The talk was titled How We Made PG Fitter, Happier, More Productive.
This talk will walk through a series of improvements made to our PostgreSQL 10 databases to improve performance, increase operational efficiency, and tune parameters. Some of the techniques were to add monitoring, remove and replace indexes, remove bloat, and split tables into a new database without application downtime.
Overall I felt like the talk went pretty well. I had done a couple of practice runs and received great feedback that I incorporated into edits prior to giving the talk.
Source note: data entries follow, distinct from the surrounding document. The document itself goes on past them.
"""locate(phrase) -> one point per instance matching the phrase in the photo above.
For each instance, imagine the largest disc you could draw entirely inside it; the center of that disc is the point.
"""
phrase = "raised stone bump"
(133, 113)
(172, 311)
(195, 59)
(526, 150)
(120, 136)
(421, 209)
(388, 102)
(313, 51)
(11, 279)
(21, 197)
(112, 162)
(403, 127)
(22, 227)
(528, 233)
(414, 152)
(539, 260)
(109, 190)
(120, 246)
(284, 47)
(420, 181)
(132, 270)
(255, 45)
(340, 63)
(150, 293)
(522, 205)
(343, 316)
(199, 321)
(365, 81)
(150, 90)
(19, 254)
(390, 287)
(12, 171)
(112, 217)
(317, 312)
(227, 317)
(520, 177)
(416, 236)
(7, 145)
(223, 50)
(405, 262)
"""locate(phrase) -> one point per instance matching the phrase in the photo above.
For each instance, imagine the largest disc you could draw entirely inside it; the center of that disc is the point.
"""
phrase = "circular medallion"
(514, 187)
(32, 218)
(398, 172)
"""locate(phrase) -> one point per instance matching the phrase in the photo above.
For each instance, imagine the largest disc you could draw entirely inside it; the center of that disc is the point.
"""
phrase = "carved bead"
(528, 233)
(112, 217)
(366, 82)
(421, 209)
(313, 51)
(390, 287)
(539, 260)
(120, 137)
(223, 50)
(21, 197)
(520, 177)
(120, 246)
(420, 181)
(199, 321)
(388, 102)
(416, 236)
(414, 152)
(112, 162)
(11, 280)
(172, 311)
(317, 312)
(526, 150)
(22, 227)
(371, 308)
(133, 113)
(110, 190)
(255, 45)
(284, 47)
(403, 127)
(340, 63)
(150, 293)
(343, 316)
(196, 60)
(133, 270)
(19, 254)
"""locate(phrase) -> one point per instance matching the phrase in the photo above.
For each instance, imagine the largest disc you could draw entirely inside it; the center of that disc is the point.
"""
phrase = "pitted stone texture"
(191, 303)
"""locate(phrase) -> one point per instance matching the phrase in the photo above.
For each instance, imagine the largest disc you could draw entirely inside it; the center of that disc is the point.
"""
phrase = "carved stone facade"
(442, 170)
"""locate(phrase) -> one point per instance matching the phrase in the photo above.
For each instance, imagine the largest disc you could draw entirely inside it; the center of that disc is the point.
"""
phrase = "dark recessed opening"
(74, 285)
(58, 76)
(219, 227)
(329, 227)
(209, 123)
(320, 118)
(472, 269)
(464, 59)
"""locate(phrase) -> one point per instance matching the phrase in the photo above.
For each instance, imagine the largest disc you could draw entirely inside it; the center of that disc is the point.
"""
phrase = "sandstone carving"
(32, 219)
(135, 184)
Some good people that have helped me out and are an asset to the PostgreSQL community @davidrowley_pg @andrewkane @lukasfittl @michristofides @be_haki #pgconfnyc
— andatki (@andatki) December 3, 2021
Besides specific technical feedback for accuracy or for wording and examples to avoid confusion, there was feedback to provide more structure to help with context.
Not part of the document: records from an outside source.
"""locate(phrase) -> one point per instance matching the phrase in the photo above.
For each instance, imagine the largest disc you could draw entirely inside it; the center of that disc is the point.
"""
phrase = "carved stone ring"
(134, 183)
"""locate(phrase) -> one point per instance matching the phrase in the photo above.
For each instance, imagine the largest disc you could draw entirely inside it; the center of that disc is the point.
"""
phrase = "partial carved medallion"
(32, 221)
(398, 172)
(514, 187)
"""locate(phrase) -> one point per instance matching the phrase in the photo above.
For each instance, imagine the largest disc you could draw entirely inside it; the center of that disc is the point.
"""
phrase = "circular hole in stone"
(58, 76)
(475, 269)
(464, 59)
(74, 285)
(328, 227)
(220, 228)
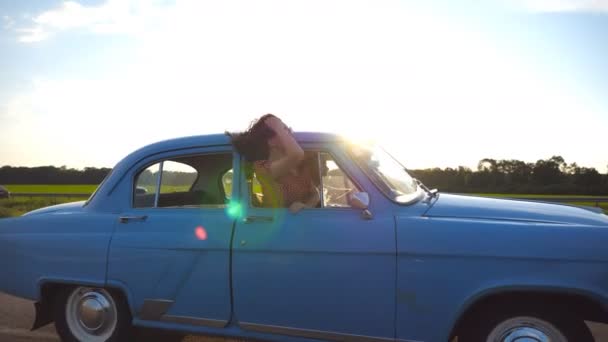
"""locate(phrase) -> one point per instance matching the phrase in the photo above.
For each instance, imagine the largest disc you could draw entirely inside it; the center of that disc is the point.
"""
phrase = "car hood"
(474, 207)
(65, 207)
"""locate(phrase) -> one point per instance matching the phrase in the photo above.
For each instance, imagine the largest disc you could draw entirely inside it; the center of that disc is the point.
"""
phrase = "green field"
(50, 189)
(18, 206)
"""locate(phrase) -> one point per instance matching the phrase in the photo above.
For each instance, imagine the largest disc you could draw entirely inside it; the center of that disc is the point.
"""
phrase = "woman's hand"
(293, 152)
(295, 207)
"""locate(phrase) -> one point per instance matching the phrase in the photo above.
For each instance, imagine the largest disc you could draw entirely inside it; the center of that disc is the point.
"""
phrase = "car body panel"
(68, 246)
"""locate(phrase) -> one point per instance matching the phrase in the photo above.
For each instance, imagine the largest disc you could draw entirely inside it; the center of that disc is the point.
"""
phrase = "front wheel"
(529, 326)
(86, 314)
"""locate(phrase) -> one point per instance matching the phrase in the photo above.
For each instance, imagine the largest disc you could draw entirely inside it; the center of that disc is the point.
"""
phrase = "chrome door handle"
(252, 219)
(125, 219)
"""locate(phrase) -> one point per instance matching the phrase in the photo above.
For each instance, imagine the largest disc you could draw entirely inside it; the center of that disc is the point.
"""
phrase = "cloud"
(557, 6)
(112, 17)
(7, 22)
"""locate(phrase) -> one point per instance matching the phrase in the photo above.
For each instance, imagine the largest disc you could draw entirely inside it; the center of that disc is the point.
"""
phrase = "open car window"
(330, 181)
(189, 181)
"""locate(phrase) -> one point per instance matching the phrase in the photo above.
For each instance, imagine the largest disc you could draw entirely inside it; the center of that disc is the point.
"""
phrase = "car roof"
(121, 168)
(215, 140)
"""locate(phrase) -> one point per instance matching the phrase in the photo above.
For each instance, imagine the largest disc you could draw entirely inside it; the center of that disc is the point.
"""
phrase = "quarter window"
(189, 181)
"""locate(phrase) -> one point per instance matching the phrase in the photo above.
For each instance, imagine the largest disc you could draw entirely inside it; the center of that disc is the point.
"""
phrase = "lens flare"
(234, 210)
(201, 233)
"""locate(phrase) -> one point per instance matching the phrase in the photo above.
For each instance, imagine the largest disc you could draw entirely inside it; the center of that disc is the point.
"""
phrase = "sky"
(439, 83)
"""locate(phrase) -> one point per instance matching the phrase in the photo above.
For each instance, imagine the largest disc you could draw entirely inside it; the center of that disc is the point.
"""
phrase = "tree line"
(545, 176)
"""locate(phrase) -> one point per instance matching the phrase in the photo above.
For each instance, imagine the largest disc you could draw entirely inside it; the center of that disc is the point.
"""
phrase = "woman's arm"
(293, 152)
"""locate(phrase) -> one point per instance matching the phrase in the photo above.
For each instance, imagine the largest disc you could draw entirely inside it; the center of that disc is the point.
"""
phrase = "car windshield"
(386, 172)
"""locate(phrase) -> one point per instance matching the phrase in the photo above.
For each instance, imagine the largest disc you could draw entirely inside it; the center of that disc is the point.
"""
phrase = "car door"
(171, 249)
(326, 272)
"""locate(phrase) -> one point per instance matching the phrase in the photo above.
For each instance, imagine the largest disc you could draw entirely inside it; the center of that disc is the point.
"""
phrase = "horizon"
(440, 84)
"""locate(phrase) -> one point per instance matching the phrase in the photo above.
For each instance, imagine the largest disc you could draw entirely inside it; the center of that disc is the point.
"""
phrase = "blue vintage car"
(180, 237)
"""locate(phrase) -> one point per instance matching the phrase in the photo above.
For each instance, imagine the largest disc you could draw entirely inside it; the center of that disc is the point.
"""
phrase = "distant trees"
(51, 175)
(546, 176)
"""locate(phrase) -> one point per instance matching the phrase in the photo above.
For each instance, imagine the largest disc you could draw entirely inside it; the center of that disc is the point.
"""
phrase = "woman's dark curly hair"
(253, 143)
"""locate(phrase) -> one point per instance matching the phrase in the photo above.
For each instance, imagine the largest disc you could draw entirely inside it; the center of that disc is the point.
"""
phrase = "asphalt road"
(17, 315)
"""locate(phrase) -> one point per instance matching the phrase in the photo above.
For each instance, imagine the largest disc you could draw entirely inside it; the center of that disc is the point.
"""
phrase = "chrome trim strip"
(315, 334)
(214, 323)
(158, 183)
(153, 309)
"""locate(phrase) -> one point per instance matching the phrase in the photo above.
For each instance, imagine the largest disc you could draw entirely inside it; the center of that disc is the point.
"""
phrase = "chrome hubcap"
(91, 314)
(526, 329)
(524, 334)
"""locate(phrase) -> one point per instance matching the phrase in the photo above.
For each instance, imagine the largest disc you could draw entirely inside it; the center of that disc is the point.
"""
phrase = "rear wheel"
(87, 314)
(526, 326)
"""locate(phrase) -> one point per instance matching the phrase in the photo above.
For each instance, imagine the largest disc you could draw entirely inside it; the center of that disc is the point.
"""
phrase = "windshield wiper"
(432, 193)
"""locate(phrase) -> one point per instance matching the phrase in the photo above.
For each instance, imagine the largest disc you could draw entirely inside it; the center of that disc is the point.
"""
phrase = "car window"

I ended up going with 4 major categories around Scaling and Optimizing: Connections, Space, Performance and Errors. The slide deck is below and the recording of the talk from Confreaks should be posted in a few weeks.
The Conference Experience
Both speaking and attending the conference was a real honor and a privilege for me. I always love to visit NYC.
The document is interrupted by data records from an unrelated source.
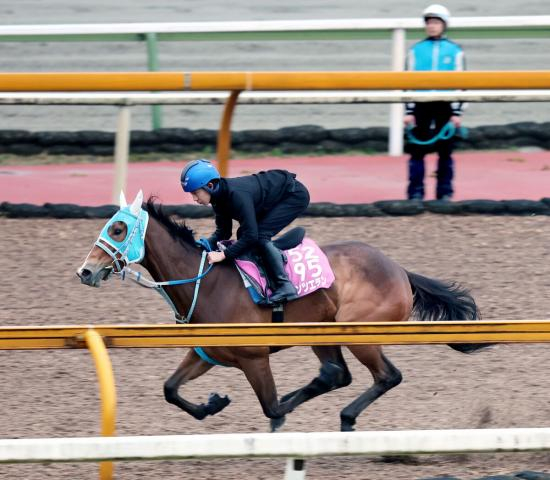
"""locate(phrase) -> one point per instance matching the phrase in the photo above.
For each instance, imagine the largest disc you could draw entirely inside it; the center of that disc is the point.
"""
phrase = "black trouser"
(430, 118)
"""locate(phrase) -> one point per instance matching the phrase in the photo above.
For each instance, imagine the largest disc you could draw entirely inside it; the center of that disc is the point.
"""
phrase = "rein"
(138, 278)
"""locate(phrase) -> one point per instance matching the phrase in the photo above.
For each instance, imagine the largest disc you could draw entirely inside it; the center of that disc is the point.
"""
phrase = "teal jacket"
(433, 54)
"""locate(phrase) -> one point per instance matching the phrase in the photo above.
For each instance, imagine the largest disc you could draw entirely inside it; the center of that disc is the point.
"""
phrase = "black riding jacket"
(246, 199)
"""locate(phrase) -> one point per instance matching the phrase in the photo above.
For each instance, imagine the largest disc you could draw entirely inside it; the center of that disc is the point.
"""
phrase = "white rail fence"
(293, 446)
(126, 100)
(536, 26)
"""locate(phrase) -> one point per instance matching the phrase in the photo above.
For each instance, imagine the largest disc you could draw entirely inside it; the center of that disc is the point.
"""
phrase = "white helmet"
(437, 11)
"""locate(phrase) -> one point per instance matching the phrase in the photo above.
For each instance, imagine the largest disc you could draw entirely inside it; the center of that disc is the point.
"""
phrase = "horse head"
(121, 242)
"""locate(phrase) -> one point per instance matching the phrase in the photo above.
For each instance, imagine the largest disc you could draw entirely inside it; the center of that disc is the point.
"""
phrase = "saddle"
(306, 265)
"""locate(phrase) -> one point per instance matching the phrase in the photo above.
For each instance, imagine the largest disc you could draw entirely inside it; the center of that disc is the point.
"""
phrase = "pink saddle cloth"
(307, 268)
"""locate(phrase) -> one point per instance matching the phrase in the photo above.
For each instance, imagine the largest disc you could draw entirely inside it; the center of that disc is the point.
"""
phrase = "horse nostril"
(85, 273)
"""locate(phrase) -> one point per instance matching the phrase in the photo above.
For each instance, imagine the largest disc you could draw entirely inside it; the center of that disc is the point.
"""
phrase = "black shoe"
(275, 267)
(416, 198)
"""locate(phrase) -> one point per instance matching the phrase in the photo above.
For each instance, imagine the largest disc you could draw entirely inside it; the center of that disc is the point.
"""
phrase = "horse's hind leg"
(334, 374)
(259, 375)
(385, 374)
(190, 368)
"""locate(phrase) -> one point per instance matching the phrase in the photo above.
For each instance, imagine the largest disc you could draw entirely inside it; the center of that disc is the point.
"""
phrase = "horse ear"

I had not attended a PostgreSQL-specific or databases-related conference before. I was worried the audience would be entirely database administrators and computer science folks that might grill me on any small technical inaccuracy.
In reality I found a variety of backgrounds and a supportive community. Backgrounds included database administrators, systems administrators, software engineers, contributors/committers to PostgreSQL, consulting service providers, and vendors that build tooling and companies on PG technology.
And very helpful conference volunteers and a great hotel venue at the Downtown Marriott in lower Manhattan.
Open Source Freedom
The opening keynotes included an inspiring talk from Umair Shahid about how open source with permissive licensing isn’t just about free cost, but is about freedom
.
Another great point was that the project goals are aligned more with what is best for the project, versus profit. The presenter suggested that PostgreSQL is a high quality project because of this passion for prioritizing what is best for the project.
The Conference
After nearly 2 years of no personal business travel or trips away from my family and young kids, it was really refreshing to have a bit of time to focus on my career development, enjoy exploring NYC, and networking with industry folks.
Recording
Here is the tweet from the conference. Likes ❤️ and Retweets 🔁 are appreciated!
Andrew Atkinson's talk "How we Made PG Fitter, Happier, and More Productive" from PGConf NYC is now available!#Postgres #postgresql #pgconfnyc https://t.co/zaGAYG5Ylj
— pgconfnyc (@pgconfnyc) February 11, 2022
Recording Link: PGConf NYC 2021 - How we made PG Fitter, Happier, More Productive by Andrew Atkinson. Likes on YouTube are appreciated as well
Follow Ups
Had a discussion afterwards with some engineers from Politics Rewired about how to automate some of the maintenance tasks. At work we’re using pg_cron to automate reindexing, partition management and more.
Regarding removing unused indexes, we can codify those patterns into a Rails migration generator.